Random: the internet is funny

Technical Information

General: How it works
Random has several different interactions with the server-side software. It checks to see if it has enough searches left to continue; it retrieves the designated "Comic of the Week"; it retrieves and renders comics from the archive (coming soon!); and it interfaces with the search software to render comics on the fly.
Flash: Front-end
The flash document is a single flash movie of approximately 350KB. I have experimented some with multiple movies, but the single-movie seemed to work the best and was the easiest to implement. In future, I may choose to use multiple movies that load on the fly. (Suggestions about implementation welcome).

The movie interacts with the server-side software using the loadVariables movie clip function. The server-side software returns variables as needed, and all the comic-rendering is done on the flash side.
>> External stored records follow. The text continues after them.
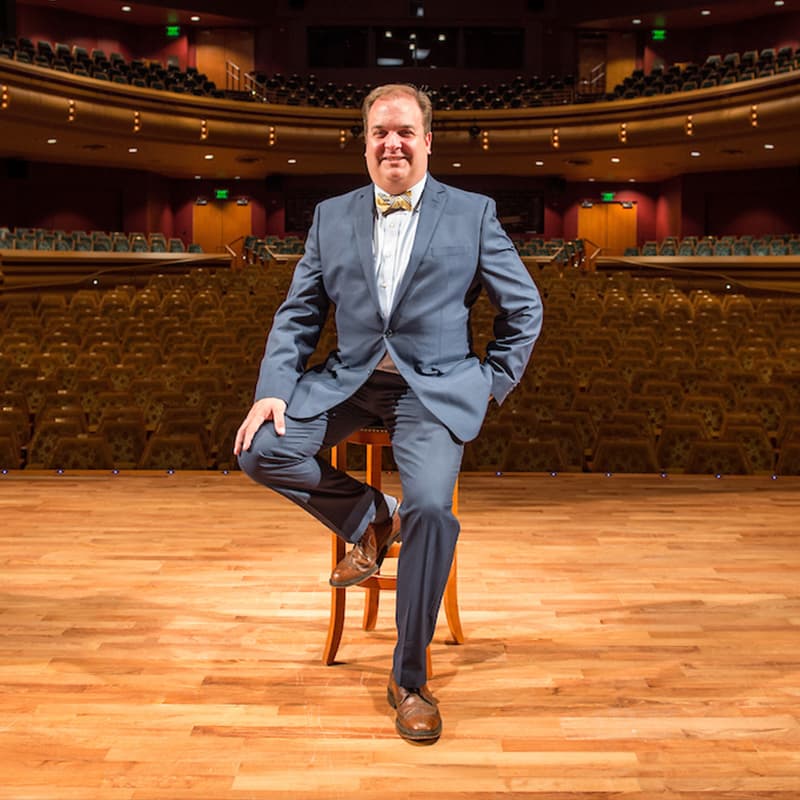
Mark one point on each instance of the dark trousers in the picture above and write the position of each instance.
(428, 459)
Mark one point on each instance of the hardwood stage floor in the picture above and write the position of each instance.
(626, 637)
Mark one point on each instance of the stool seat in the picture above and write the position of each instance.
(375, 439)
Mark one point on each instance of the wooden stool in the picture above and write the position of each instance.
(375, 440)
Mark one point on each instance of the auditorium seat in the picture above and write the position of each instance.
(174, 452)
(755, 442)
(533, 455)
(624, 455)
(718, 458)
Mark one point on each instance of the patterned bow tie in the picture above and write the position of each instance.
(387, 203)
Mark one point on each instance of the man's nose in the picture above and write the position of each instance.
(392, 141)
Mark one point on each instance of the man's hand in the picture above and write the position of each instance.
(268, 408)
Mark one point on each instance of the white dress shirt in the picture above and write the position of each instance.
(392, 241)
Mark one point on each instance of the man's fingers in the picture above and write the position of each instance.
(261, 412)
(278, 421)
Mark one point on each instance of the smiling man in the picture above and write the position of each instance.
(402, 260)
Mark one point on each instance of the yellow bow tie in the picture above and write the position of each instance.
(387, 203)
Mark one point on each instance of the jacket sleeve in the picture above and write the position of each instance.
(516, 299)
(297, 325)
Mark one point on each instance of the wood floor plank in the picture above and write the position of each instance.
(626, 637)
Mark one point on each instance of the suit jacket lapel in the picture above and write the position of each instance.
(363, 225)
(431, 208)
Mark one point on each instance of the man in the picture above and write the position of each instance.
(402, 282)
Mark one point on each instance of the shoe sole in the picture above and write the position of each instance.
(412, 736)
(378, 563)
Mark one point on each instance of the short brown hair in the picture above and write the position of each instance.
(423, 101)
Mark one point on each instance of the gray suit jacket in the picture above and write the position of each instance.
(459, 248)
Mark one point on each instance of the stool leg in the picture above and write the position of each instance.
(374, 478)
(450, 603)
(338, 596)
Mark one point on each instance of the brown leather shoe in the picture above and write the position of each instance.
(367, 555)
(418, 718)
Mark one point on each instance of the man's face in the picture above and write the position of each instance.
(397, 148)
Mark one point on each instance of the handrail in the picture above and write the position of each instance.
(233, 76)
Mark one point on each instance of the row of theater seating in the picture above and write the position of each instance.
(146, 74)
(20, 238)
(260, 249)
(520, 92)
(636, 376)
(295, 89)
(715, 71)
(744, 245)
(630, 375)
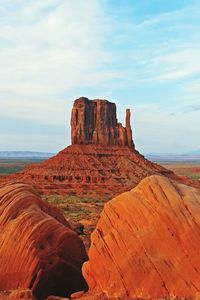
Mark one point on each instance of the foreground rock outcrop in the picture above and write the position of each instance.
(38, 248)
(147, 242)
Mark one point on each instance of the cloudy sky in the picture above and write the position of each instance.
(141, 54)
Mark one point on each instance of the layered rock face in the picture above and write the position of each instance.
(102, 160)
(38, 249)
(95, 122)
(146, 243)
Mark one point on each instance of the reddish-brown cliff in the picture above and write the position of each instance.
(146, 243)
(38, 249)
(95, 122)
(102, 160)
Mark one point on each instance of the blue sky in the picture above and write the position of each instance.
(142, 54)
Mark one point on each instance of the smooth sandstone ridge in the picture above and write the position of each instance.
(146, 243)
(38, 248)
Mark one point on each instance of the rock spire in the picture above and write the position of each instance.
(95, 122)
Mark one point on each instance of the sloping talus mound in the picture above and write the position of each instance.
(38, 249)
(147, 243)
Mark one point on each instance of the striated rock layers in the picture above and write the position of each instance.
(38, 249)
(95, 122)
(146, 243)
(102, 160)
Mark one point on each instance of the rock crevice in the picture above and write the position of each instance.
(95, 122)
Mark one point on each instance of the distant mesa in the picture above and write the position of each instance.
(95, 122)
(146, 243)
(102, 160)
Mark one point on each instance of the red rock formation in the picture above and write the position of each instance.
(146, 243)
(90, 170)
(38, 249)
(102, 160)
(95, 122)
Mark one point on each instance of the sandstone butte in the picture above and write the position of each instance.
(102, 161)
(146, 243)
(38, 248)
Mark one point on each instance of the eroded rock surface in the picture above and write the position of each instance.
(102, 160)
(95, 122)
(38, 248)
(146, 243)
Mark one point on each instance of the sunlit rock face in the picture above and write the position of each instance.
(38, 248)
(95, 122)
(146, 243)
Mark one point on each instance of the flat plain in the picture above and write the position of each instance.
(86, 211)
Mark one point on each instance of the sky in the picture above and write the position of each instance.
(140, 54)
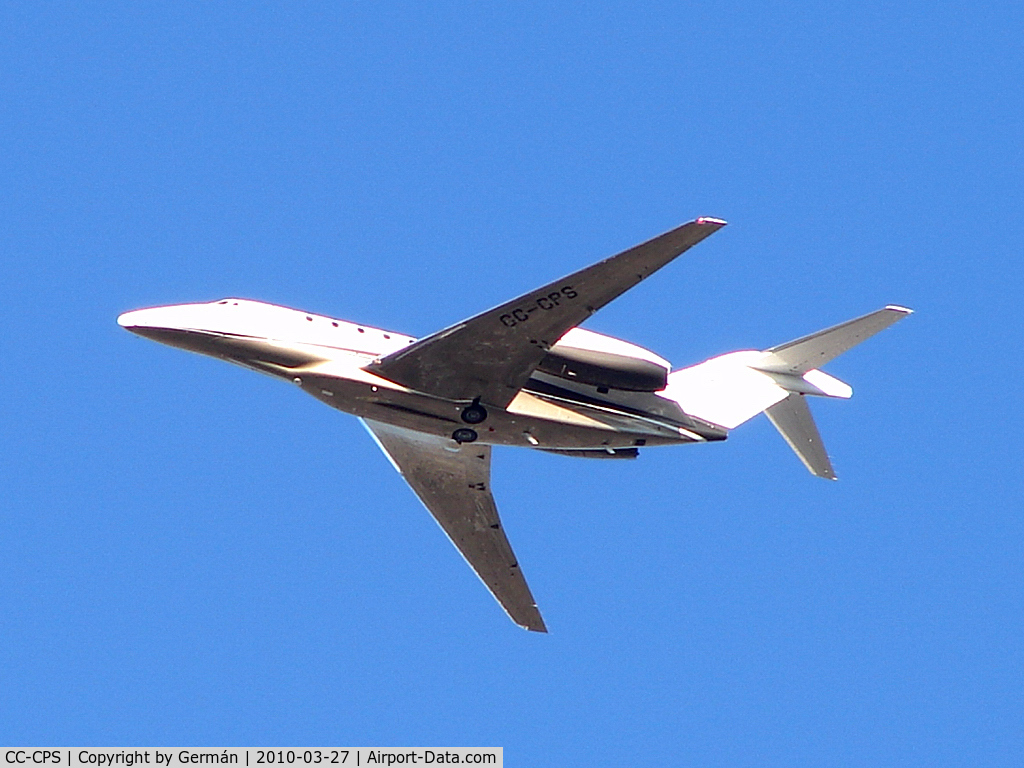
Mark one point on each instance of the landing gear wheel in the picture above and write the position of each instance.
(474, 414)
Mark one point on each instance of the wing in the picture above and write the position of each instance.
(454, 483)
(493, 354)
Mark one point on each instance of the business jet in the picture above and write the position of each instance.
(521, 374)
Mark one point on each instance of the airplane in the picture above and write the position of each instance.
(521, 374)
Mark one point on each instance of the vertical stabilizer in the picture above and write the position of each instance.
(792, 417)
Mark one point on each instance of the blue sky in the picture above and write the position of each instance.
(193, 554)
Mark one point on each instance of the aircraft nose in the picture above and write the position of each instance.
(158, 316)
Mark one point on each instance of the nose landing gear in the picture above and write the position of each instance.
(462, 435)
(475, 413)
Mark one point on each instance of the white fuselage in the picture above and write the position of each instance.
(327, 358)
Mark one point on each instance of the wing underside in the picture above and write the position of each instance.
(493, 354)
(454, 483)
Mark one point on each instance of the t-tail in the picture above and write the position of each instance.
(733, 388)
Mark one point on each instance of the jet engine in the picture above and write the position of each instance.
(595, 359)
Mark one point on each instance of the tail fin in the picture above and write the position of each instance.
(733, 388)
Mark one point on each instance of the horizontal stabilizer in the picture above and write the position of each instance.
(792, 417)
(815, 350)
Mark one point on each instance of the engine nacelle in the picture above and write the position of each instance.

The comic assigns the returned values to choose a situation and fill in the word-bubbles.

When users save their comic, the movie uses loadVariables again to interact with a different PERL script that records the strip as a set of variables.
Perl: server-side software
The server-side software is written in PERL, the "pathetically ecclectic rubbish lister." PERL is a relatively loose language that handles data nicely. There may be other languages more suited to this task, but I'm most fluent in PERL. I use the CGI module and the Time:Local module, but not much else. I've attached the GNU GPL to the code, so programmers interested in the code should email me to get a copy.
Google API
Google has a developer kit for people interested in using Google's search in their programs. As with nearly all web browsers, it is against the terms of service to simply re-format the search results of the web page; the API is the appropriate way to use the service.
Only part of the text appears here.